Several celebrities, including XXXX XXXXXX, the broadcaster, author and XXXX XX XXXXXX columnist, XXX XXXXX, the singer, and the comedians XXXX XXXXXXX and XXX XXXX are among those who posted tweets at the weekend which either identified the star in connection to the relationship or heavily hinted at his involvement.

The attempt to silence Twitter may turn into an own goal because several of the celebrity tweeters have followings which far exceed the circulations of some of the newspapers the star is trying to silence.

Alan Stevens, who advises businesses on social media, said the attempt to silence Twitter was like ‘pouring petrol on the flames’.

He said: ‘It is like that famous scene in Spartacus where everyone puts their hand up and claims to be the hero of the piece.

‘Everyone on Twitter is now queuing up to name that footballer.

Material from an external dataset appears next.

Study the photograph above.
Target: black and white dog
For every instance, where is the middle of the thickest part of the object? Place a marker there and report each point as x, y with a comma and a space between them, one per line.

‘There are so many people out there talking about it, you might as well say you can’t talk on the phone or in the pub about something.’

TV star who tweeted footballer's name could be jailed... and NO ONE would know

For the first time in centuries someone could be sent to prison in Britain and no one would be allowed to know who they were.

The sinister scenario emerged yesterday when it was revealed a TV personality was facing jail for repeating the name of an England  footballer with a privacy injunction.

If the media personality is named in any trial for contempt of court then the footballer’s injunction will be effectively broken. So if judges are to keep to the terms of the injunction the trial is meant to protect, he cannot be named.

Hidden: The TV star who repeated the footballer's name on Twitter could be secretly sent to prison

Hidden: The TV star who repeated the footballer's name on Twitter could be secretly sent to prison

Yesterday they were warned that any move to imprison someone while keeping their identity secret would be ‘absolutely against the principles of open justice.’

The Kafka-esque twist in the privacy law row comes after a judge acted on complaints from the footballer’s lawyers. They protested his gagging order had been broken by the media celebrity on Twitter.

The complaint could end in a test-case trial for contempt of court and a range of possible punishments, from a minor fine up to imprisonment.

However at present the individual cannot be named, because to do so would be to break the footballer’s privacy injunction.

Although his Twitter postings which identified the footballer have been taken down, they have been copied by other websites and there is easily-discovered internet speculation linking the celebrity with the footballer.

No one is thought to have been sentenced and punished by English courts for centuries without being publicly named.

In the recent past a number of foreign terrorist suspects who were unnamed have been held in prison.  But their detention, which was stopped after a House of Lords ruling, did not follow trial and conviction, and they would have been released at any time if they had agreed to be deported.

They could also have allowed their names to be published if they had wished. The celebrity named the married footballer, who is alleged to have had an affair, in tweets during a recent notable football match. A series of messages joked at the player’s expense.

Last Thursday Mr Justice Tugendhat agreed to refer the celebrity’s behaviour to the Attorney General, who must decide whether to bring a prosecution for contempt. It was the first time a judge has sent an alleged breach of a privacy injunction for consideration for a contempt prosecution.

The Attorney General, Dominic Grieve, must decide whether it is in the public interest to bring a prosecution. If he recommends prosecution, the trial will go ahead in the Divisional Court, a section of the High Court, presided over by two senior judges. There would be no jury  so the celebrity could not hope to escape conviction because the ordinary people who compose a jury thought the charges against him were ridiculous.

A spokesman for the Attorney General said he had yet to receive the referral and was unable to comment. The celebrity, who appears in a popular BBC TV programme and writes for a major newspaper, said: ‘I don’t understand how it can be contempt of court but if it is I need to be quite careful about what is being said. The courts take contempt matters very seriously and I don’t want to get in any trouble with the courts.’